A última frase toca em um ponto central da plataforma de Kamala: o combate à violência por arma de fogo. Trump tem usado isso para atacar os democratas, como uma evidência do radicalismo da democrata e sua suposta oposição à segunda emenda constitucional, que garante o direito de posse e porte de armas nos EUA.

Walz, que se orgulha de ser caçador e ter armas, é uma forma de tentar oferecer uma espécie de antídoto a esse discurso.

O candidato a vice não deixou de tocar em uma das principais fraquezas de Trump: sua associação ao impopular e radical Projeto 2025, um plano de governo elaborado por nomes e organizações próximas do ex-presidente, e do qual ele tenta se distanciar.

“Trump e Vance gastam tempo dizendo que não têm nada a ver com isso. Mas eu fui técnico de time de futebol americano, eu sei que quando as pessoas investem em montar um esquema tático, elas vão usá-lo”, alertou.

“Eles estão nos avisando que os próximos quatro anos serão muito piores”, disse. “Mas eu estou pronto para virar a página nesses caras. Repitam comigo: não vamos retroceder”, finalizou, fazendo milhares de pessoas repetirem o que vem se tornando um grito de guerra da campanha.
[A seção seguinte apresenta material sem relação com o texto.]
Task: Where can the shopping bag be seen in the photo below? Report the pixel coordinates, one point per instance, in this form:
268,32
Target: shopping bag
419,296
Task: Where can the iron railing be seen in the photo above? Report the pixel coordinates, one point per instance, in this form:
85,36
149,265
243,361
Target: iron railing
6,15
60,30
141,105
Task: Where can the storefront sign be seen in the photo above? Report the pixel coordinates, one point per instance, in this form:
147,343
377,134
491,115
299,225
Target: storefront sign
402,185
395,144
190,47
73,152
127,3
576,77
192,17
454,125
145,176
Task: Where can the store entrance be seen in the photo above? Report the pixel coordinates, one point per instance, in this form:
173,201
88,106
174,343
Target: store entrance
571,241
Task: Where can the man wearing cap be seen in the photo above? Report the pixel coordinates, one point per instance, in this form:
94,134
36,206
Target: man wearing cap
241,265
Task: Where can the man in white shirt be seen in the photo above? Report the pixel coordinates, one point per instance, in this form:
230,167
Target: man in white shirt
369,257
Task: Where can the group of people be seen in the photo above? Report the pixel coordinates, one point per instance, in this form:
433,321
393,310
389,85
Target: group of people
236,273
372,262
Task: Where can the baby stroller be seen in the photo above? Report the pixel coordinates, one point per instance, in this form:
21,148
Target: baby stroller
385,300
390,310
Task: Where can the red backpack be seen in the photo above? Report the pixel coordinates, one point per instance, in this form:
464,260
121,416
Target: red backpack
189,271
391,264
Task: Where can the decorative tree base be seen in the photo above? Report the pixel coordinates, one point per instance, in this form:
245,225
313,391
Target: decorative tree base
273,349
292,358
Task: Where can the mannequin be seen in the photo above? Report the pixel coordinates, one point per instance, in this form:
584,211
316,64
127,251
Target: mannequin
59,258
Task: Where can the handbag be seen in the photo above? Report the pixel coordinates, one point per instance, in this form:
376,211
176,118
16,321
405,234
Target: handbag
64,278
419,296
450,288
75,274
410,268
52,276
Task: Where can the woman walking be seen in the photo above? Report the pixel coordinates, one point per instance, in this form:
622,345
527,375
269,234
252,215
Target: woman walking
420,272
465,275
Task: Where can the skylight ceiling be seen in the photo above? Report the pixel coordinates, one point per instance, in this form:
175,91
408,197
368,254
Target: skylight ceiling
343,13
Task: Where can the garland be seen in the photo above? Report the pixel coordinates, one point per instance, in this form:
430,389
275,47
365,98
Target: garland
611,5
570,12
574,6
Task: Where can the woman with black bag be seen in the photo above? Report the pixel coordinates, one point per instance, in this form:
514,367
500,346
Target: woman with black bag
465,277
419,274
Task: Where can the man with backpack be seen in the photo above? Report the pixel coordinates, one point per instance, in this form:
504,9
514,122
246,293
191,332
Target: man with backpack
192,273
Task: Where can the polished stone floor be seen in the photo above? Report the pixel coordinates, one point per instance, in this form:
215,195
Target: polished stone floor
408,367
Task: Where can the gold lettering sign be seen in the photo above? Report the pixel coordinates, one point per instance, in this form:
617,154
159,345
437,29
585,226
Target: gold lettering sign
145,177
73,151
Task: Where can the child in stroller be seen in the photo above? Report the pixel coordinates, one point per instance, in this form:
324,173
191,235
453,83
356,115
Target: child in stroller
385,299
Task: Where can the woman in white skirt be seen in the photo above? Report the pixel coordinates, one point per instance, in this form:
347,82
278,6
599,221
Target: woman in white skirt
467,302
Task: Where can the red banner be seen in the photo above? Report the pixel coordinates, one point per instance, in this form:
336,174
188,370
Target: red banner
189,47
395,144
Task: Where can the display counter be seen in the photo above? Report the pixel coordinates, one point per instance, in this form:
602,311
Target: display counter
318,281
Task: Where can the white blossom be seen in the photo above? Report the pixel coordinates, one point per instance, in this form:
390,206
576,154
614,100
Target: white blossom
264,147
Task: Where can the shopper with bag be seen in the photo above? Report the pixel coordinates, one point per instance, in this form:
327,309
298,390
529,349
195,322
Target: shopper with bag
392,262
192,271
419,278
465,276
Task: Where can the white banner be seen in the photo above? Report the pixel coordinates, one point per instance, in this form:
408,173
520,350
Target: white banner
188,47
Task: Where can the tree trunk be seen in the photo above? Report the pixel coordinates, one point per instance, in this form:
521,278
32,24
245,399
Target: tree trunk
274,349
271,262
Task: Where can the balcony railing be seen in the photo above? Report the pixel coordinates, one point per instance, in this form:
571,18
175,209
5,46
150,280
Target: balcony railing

Antes de Walz subir ao palco, Benjamin Ingman, ex-aluno de Walz, fez um discurso apresentando o antigo professor. Ele chamou ao palco os jogadores do time de futebol americano de ensino médio treinado por Walz, que ganhou um campeonato inédito sob seu comando.

Encerrada a convenção, a delegação de Minnesota ainda ficou um bom tempo no ginásio vazio, entoando gritos de guerra como “trienador Walz” e “nós não vamos retroceder”.

“Tim e Kamala são pessoas que vêm do povo e trabalham pelo povo”, diz Marta Nieves, 87. Enquanto conversávamos, duas pessoas nos interromperam para perguntar onde ela conseguiu o boné camuflado com os nomes “Harris Walz” -um dos itens mais quentes da convenção, é uma referência ao guarda-roupa de tiozão do vice.

Nieves é delegada do Nebraska, terra natal do governador de Minnesota. No sistema de colégio eleitoral da corrida americana, o estado é estratégico: só ele e o Maine preveem a possibilidade de dividir delegados entre os dois candidatos.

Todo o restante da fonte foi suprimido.